Package 'hahmmr'

Title: Haplotype-Aware Hidden Markov Model for RNA
Description: Haplotype-aware Hidden Markov Model for RNA (HaHMMR) is a method for detecting copy number variations (CNVs) from bulk RNA-seq data. Additional examples, documentations, and details on the method are available at <https://github.com/kharchenkolab/hahmmr/>.
Authors: Teng Gao [aut, cre] , Evan Biederstedt [aut], Peter Kharchenko [aut]
Maintainer: Teng Gao <[email protected]>
License: MIT + file LICENSE
Version: 1.0.0
Built: 2024-10-25 05:17:48 UTC
Source: https://github.com/cran/hahmmr

Help Index


centromere regions (hg19)

Description

centromere regions (hg19)

Usage

acen_hg19

Format

An object of class tbl_df (inherits from tbl, data.frame) with 22 rows and 3 columns.


centromere regions (hg38)

Description

centromere regions (hg38)

Usage

acen_hg38

Format

An object of class tbl_df (inherits from tbl, data.frame) with 22 rows and 3 columns.


Analyze allele profile

Description

Analyze allele profile

Usage

analyze_allele(
  bulk,
  t = 1e-05,
  theta_min = 0.08,
  gamma = 20,
  nu = 0.5,
  r = 0.015,
  hmm = "S5",
  fit_theta = FALSE,
  fit_gamma = FALSE,
  theta_start = 0.05,
  verbose = TRUE
)

Arguments

bulk

dataframe Bulk allele profile

t

numeric Transition probability

theta_min

numeric Minimum allele fraction

gamma

numeric Overdispersion parameter

nu

numeric Phase switch rate

r

numeric Alternative allele count bias

hmm

character HMM model to use (S3 or S5)

fit_theta

logical Whether to fit theta_min

fit_gamma

logical Whether to fit gamma

theta_start

numeric Starting value for theta_min

verbose

logical Whether to print progress

Value

dataframe Bulk allele profile with CNV states

Examples

bulk_example = analyze_allele(bulk_example, hmm = 'S5')

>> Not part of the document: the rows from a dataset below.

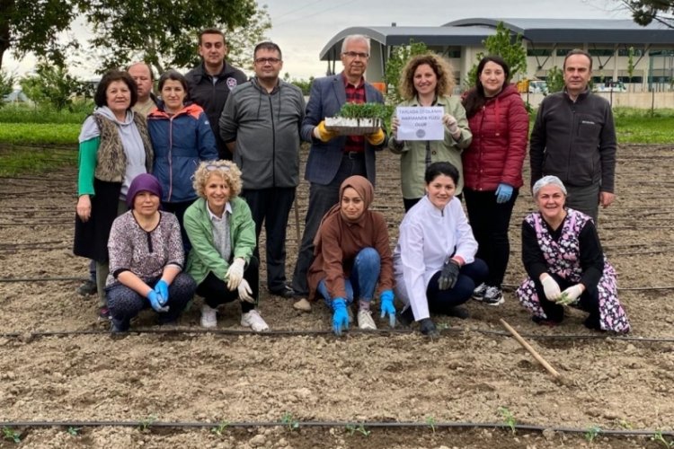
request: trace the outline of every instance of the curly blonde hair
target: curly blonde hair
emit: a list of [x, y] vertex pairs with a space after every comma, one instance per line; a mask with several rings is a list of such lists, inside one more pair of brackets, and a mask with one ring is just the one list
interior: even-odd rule
[[233, 198], [241, 193], [241, 170], [232, 161], [204, 161], [194, 172], [192, 186], [197, 195], [205, 198], [206, 183], [210, 175], [217, 174], [229, 186], [229, 198]]
[[438, 78], [438, 85], [435, 87], [435, 93], [439, 97], [441, 95], [451, 95], [457, 82], [454, 79], [454, 67], [449, 61], [435, 53], [427, 53], [410, 58], [400, 74], [400, 85], [398, 92], [405, 100], [412, 100], [417, 94], [414, 88], [414, 72], [419, 66], [426, 64], [435, 72]]

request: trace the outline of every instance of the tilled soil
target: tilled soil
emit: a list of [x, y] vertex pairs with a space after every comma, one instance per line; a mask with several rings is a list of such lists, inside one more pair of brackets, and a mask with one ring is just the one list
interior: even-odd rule
[[[393, 246], [404, 210], [397, 156], [380, 154], [377, 171], [374, 208], [387, 217]], [[15, 431], [23, 445], [40, 448], [658, 447], [650, 436], [554, 429], [674, 430], [674, 242], [666, 200], [672, 174], [672, 147], [622, 146], [617, 200], [600, 211], [599, 234], [618, 271], [633, 339], [586, 330], [575, 310], [559, 327], [538, 327], [519, 306], [513, 287], [524, 277], [519, 225], [533, 207], [527, 189], [511, 221], [506, 303], [471, 302], [466, 321], [439, 317], [436, 340], [413, 329], [389, 331], [383, 320], [380, 331], [338, 339], [324, 304], [302, 313], [263, 287], [260, 308], [270, 334], [245, 332], [238, 304], [221, 309], [217, 331], [204, 332], [197, 300], [176, 327], [155, 326], [147, 312], [132, 324], [139, 332], [111, 337], [95, 299], [75, 293], [75, 278], [87, 273], [86, 260], [71, 251], [75, 171], [2, 179], [0, 421], [104, 421], [70, 433], [67, 426], [19, 426], [4, 436]], [[303, 181], [300, 225], [307, 190]], [[291, 213], [288, 276], [297, 225]], [[501, 318], [563, 379], [509, 338]], [[104, 426], [110, 421], [129, 426]], [[547, 430], [512, 434], [509, 422]], [[186, 423], [222, 426], [214, 432]], [[273, 423], [283, 425], [263, 426]]]

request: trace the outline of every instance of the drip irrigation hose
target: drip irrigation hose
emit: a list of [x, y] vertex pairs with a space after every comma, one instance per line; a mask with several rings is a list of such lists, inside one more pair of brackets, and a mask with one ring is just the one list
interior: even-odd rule
[[[223, 421], [209, 423], [200, 421], [0, 421], [3, 427], [163, 427], [163, 428], [218, 428], [225, 427], [356, 427], [363, 428], [501, 428], [503, 430], [527, 430], [529, 432], [543, 432], [552, 430], [565, 434], [581, 434], [588, 432], [587, 428], [565, 427], [562, 426], [538, 426], [534, 424], [505, 424], [489, 422], [461, 422], [443, 421], [434, 423], [421, 423], [414, 421], [387, 422], [387, 421]], [[652, 429], [599, 429], [598, 435], [613, 436], [649, 436], [659, 434], [662, 436], [674, 436], [672, 430]]]

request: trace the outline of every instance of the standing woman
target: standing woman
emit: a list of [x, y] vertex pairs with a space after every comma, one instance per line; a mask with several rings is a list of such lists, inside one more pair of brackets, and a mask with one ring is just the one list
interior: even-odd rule
[[424, 196], [424, 172], [432, 163], [446, 161], [457, 167], [459, 173], [455, 195], [463, 188], [461, 152], [470, 145], [472, 135], [461, 101], [452, 97], [454, 69], [442, 57], [429, 54], [416, 56], [407, 61], [400, 76], [400, 94], [404, 101], [398, 106], [439, 106], [444, 110], [443, 140], [397, 139], [400, 120], [391, 120], [393, 138], [388, 148], [400, 157], [400, 176], [403, 181], [403, 202], [405, 212]]
[[204, 298], [201, 326], [217, 326], [217, 306], [241, 301], [241, 325], [256, 332], [269, 330], [255, 309], [259, 297], [260, 262], [255, 222], [241, 198], [241, 171], [232, 161], [200, 163], [194, 172], [199, 198], [185, 211], [185, 231], [192, 249], [187, 272]]
[[190, 241], [182, 217], [197, 199], [192, 175], [201, 161], [217, 159], [216, 138], [204, 110], [187, 101], [187, 79], [175, 70], [159, 77], [162, 101], [147, 116], [147, 128], [155, 148], [153, 174], [164, 190], [162, 207], [178, 217], [182, 245], [187, 253]]
[[510, 243], [508, 228], [522, 187], [529, 116], [510, 70], [497, 56], [477, 65], [475, 87], [463, 99], [473, 142], [463, 154], [466, 207], [477, 241], [477, 257], [487, 263], [487, 280], [473, 298], [490, 305], [503, 303], [501, 284]]
[[400, 224], [394, 270], [396, 296], [405, 304], [401, 321], [419, 321], [421, 333], [432, 337], [438, 330], [430, 312], [468, 318], [460, 304], [484, 280], [487, 266], [475, 258], [477, 242], [454, 195], [458, 170], [449, 163], [433, 163], [424, 179], [426, 196]]
[[[349, 328], [347, 307], [358, 299], [358, 325], [375, 330], [370, 303], [377, 289], [381, 317], [395, 325], [394, 277], [384, 216], [369, 210], [374, 189], [367, 178], [350, 176], [340, 186], [340, 202], [323, 217], [314, 240], [307, 275], [309, 298], [316, 292], [333, 310], [333, 330]], [[378, 288], [377, 288], [378, 286]]]
[[136, 83], [111, 71], [96, 88], [96, 109], [79, 136], [79, 173], [73, 251], [96, 261], [100, 315], [110, 313], [103, 287], [108, 277], [108, 238], [114, 219], [127, 210], [129, 186], [152, 167], [152, 144], [145, 117], [135, 114]]

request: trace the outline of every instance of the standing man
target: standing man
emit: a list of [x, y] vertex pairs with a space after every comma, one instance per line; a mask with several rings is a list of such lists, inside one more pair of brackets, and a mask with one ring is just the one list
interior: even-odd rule
[[243, 197], [253, 213], [258, 246], [267, 233], [267, 288], [292, 297], [286, 285], [286, 227], [299, 184], [302, 91], [279, 78], [281, 50], [262, 42], [253, 51], [255, 76], [229, 94], [220, 117], [220, 136], [242, 168]]
[[143, 117], [147, 117], [152, 110], [156, 107], [157, 101], [156, 97], [152, 92], [155, 84], [152, 67], [144, 62], [136, 62], [129, 66], [127, 72], [136, 82], [138, 92], [138, 101], [133, 106], [133, 110]]
[[[229, 92], [246, 81], [246, 75], [227, 64], [227, 44], [221, 31], [208, 28], [199, 35], [199, 56], [201, 64], [187, 73], [190, 99], [204, 109], [216, 136], [220, 159], [232, 159], [232, 153], [220, 137], [219, 119]], [[241, 168], [241, 167], [240, 167]]]
[[581, 49], [564, 58], [564, 90], [546, 96], [531, 132], [531, 185], [554, 175], [566, 186], [566, 205], [597, 223], [599, 205], [613, 203], [616, 127], [608, 101], [590, 92], [592, 57]]
[[360, 175], [375, 184], [375, 151], [386, 144], [382, 128], [366, 136], [338, 136], [325, 129], [326, 117], [333, 117], [345, 102], [383, 103], [381, 92], [365, 81], [369, 58], [369, 39], [352, 34], [341, 44], [344, 69], [333, 76], [314, 80], [306, 116], [302, 122], [302, 138], [312, 143], [305, 179], [309, 185], [309, 205], [305, 231], [293, 275], [295, 296], [302, 298], [296, 308], [308, 310], [306, 272], [314, 257], [314, 237], [323, 216], [338, 201], [341, 182]]

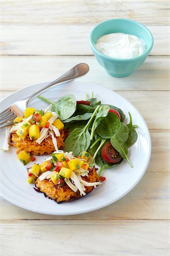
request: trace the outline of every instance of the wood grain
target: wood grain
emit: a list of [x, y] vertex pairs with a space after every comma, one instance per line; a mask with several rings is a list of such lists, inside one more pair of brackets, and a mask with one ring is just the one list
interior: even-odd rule
[[33, 213], [19, 208], [1, 199], [0, 203], [3, 210], [1, 212], [1, 218], [18, 220], [19, 223], [21, 219], [169, 219], [169, 178], [168, 172], [146, 172], [135, 188], [122, 199], [100, 210], [75, 216], [54, 216]]
[[80, 81], [100, 84], [114, 90], [170, 90], [170, 58], [167, 57], [149, 57], [131, 75], [123, 79], [109, 76], [94, 56], [1, 56], [0, 58], [2, 90], [53, 81], [82, 62], [87, 63], [90, 70]]
[[1, 243], [3, 256], [168, 256], [168, 228], [154, 220], [14, 221], [1, 225]]
[[[92, 55], [89, 36], [94, 25], [3, 24], [2, 55]], [[154, 39], [151, 55], [169, 55], [169, 26], [148, 26]], [[42, 32], [43, 31], [43, 32]], [[71, 36], [70, 36], [70, 35]]]
[[97, 23], [128, 18], [146, 25], [169, 24], [169, 2], [85, 0], [2, 1], [0, 22], [22, 24]]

Analyze allele and expression profile

Description

Analyze allele and expression profile

Usage

analyze_joint(
  bulk,
  t = 1e-05,
  gamma = 20,
  theta_min = 0.08,
  logphi_min = 0.25,
  hmm = "S15",
  nu = 1,
  min_genes = 10,
  r = 0.015,
  theta_start = 0.05,
  exclude_neu = TRUE,
  fit_gamma = FALSE,
  fit_theta = FALSE,
  verbose = TRUE
)

Arguments

bulk

dataframe Bulk allele and expression profile

t

numeric Transition probability

gamma

numeric Overdispersion parameter

theta_min

numeric Minimum allele fraction

logphi_min

numeric Minimum log2 fold change

hmm

character HMM model to use (S7 or S15)

nu

numeric Phase switch rate

min_genes

integer Minimum number of genes per segment

r

numeric Alternative allele count bias

theta_start

numeric Starting value for theta_min

exclude_neu

logical Whether to exclude neutral segments in retest

fit_gamma

logical Whether to fit gamma

fit_theta

logical Whether to fit theta_min

verbose

logical Whether to print progress

Value

dataframe Bulk allele and expression profile with CNV states

Examples

bulk_example = analyze_joint(bulk_example, hmm = 'S15')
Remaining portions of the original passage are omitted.